If it does dock in Malta, all bets are likely off for a unity government. Related: Why The Saudi Aramco IPO Will Not Be Enough

The core of the problem seems to be the legitimacy of the eastern government and the GNA. Both have international recognition, and even though the UN and the European Union—as well as the U.S.—have most recently thrown their support behind the GNA, the government in Tobruk still claims legitimacy. Since it was also recognized internationally, there isn’t much that one could say to that right now without igniting further hostility between the two governments. The wild card here is the so-called third government, also based in Tripoli and with clear Islamist leanings, which just last week reneged on its promise to resign after the arrival of the GNA.
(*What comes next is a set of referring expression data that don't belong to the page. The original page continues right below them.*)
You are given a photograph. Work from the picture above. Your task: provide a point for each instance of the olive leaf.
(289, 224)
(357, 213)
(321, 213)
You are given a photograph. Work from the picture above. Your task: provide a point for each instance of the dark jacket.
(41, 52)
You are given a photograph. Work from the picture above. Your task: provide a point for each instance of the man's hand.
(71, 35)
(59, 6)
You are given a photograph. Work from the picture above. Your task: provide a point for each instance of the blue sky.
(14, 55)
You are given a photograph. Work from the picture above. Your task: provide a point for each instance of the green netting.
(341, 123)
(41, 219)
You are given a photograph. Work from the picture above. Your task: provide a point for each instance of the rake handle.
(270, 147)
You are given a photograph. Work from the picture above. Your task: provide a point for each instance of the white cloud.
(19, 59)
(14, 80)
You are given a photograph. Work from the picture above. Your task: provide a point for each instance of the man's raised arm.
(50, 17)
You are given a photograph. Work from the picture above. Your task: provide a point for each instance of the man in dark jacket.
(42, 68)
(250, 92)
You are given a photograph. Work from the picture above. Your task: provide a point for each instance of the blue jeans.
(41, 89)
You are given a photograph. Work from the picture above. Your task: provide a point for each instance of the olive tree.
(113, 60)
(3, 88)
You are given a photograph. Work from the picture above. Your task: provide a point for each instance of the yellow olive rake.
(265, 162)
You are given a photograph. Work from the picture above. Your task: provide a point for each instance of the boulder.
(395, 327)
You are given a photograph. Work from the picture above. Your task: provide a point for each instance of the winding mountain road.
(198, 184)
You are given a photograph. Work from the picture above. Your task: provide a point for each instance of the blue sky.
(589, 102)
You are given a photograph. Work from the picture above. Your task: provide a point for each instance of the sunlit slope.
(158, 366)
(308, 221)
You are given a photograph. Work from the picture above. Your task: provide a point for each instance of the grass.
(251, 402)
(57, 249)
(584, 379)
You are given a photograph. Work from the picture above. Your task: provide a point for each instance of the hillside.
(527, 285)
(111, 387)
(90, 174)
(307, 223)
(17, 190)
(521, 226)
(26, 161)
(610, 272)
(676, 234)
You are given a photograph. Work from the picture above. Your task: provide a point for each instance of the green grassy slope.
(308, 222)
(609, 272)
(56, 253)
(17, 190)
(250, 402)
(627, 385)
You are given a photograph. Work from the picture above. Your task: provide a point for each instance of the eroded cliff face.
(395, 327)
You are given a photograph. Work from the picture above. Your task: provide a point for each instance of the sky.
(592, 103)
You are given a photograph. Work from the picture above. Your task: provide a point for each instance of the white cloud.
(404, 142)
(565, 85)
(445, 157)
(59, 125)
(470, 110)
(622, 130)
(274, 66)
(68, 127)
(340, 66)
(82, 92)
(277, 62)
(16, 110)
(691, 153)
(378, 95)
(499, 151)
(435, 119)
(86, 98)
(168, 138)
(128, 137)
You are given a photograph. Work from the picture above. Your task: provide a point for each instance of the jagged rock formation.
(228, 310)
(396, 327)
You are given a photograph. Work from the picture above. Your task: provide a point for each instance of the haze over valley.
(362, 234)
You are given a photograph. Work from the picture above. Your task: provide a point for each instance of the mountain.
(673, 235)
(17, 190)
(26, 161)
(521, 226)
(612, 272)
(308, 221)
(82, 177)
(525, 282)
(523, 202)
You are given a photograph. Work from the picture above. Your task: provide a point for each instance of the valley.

Lack of oil export revenues could have been used as a lever against the eastern government but now that shippers and buyers for its oil have been found, this lever is gone. The eastern NOC considers the Tobruk government legal and it is very likely that after this initial success, it will continue to seek ways to export crude without the approval of the western NOC, the GNA, and the group of countries usually comprising the international community. Despite efforts from the U.S. and Europe, it is evident that there are some willing buyers of eastern Libyan oil.

This will considerably hamper the return of Libya to a unified state and the restoration of its oil output to pre-civil war levels. Bad as this is for Libya, the strife is putting upward pressure on global crude oil prices.